Toutefois, on ne saurait ajouter ce livre à la pile (déjà trop fournie) d’ouvrages, généralement assez faibles, consacrés à ce qui est devenu un couplet attendu : celui d’un prétendu « retour » des années 1930 qui marquerait notre époque. Michaël Fœssel rappelle ainsi que « la différence des temps rend la répétition historique impossible » : si « les années 1930 furent aussi celles du music-hall », rappelle-t-il, « personne ne s’attend à voir Maurice Chevalier remonter sur la scène du Casino de Paris » ! Aussi, les événements, souvent tragiques, de l’année 1938 dans laquelle Michaël Fœssel s’immerge littéralement, ne sont pas pour lui la source d’une vague explication de notre époque, mais lui permettent de s’interroger sur « ce qui a rendu possible, donc sur l’essence » de l’époque. La vraie question pour l’auteur n’est pas de savoir si les années 1930 pourraient « revenir », mais plutôt « de quoi sont-elles la manifestation, et en avons-nous définitivement fini avec cela ? » Car sa lecture systématique des journaux de l’année 1938 s’opère en prenant garde à ne pas les lire avec les yeux de celui qui connaît « la suite », la débâcle française de 1940, la Seconde Guerre mondiale, la Shoah…

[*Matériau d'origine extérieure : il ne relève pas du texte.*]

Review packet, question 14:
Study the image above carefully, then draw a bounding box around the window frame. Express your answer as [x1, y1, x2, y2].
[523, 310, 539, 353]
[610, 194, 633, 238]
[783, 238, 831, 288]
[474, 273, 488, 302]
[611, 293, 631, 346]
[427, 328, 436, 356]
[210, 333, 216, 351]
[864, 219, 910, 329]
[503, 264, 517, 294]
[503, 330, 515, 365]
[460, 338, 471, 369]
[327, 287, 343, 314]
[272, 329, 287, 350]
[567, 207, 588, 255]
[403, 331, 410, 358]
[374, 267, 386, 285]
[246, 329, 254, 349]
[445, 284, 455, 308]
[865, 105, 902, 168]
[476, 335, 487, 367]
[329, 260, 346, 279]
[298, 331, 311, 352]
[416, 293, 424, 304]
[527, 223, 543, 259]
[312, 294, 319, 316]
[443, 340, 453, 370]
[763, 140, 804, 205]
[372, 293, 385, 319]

Or, 1938 est l’année de l’enterrement des conquêtes du Front populaire, de répressions féroces et de criminalisation des mouvements sociaux, et de mesures iniques contre les étrangers (dont de nombreux réfugiés d’États totalitaires) avec la création des premiers camps. Et Michaël Fœssel d’affirmer qu’il décèle, à travers ses lectures, « une société qui, sans rien savoir de ce qui l’attendait, avait déjà abdiqué sur l’essentiel ». Non sans nous mettre en garde : « Le détour par 1938 permet de voir en accéléré une démocratie qui prétend se défendre en empruntant les armes de ses adversaires les plus acharnés. »
Récidive. 1938, Michaël Fœssel, PUF, 180 pages, 15 euros.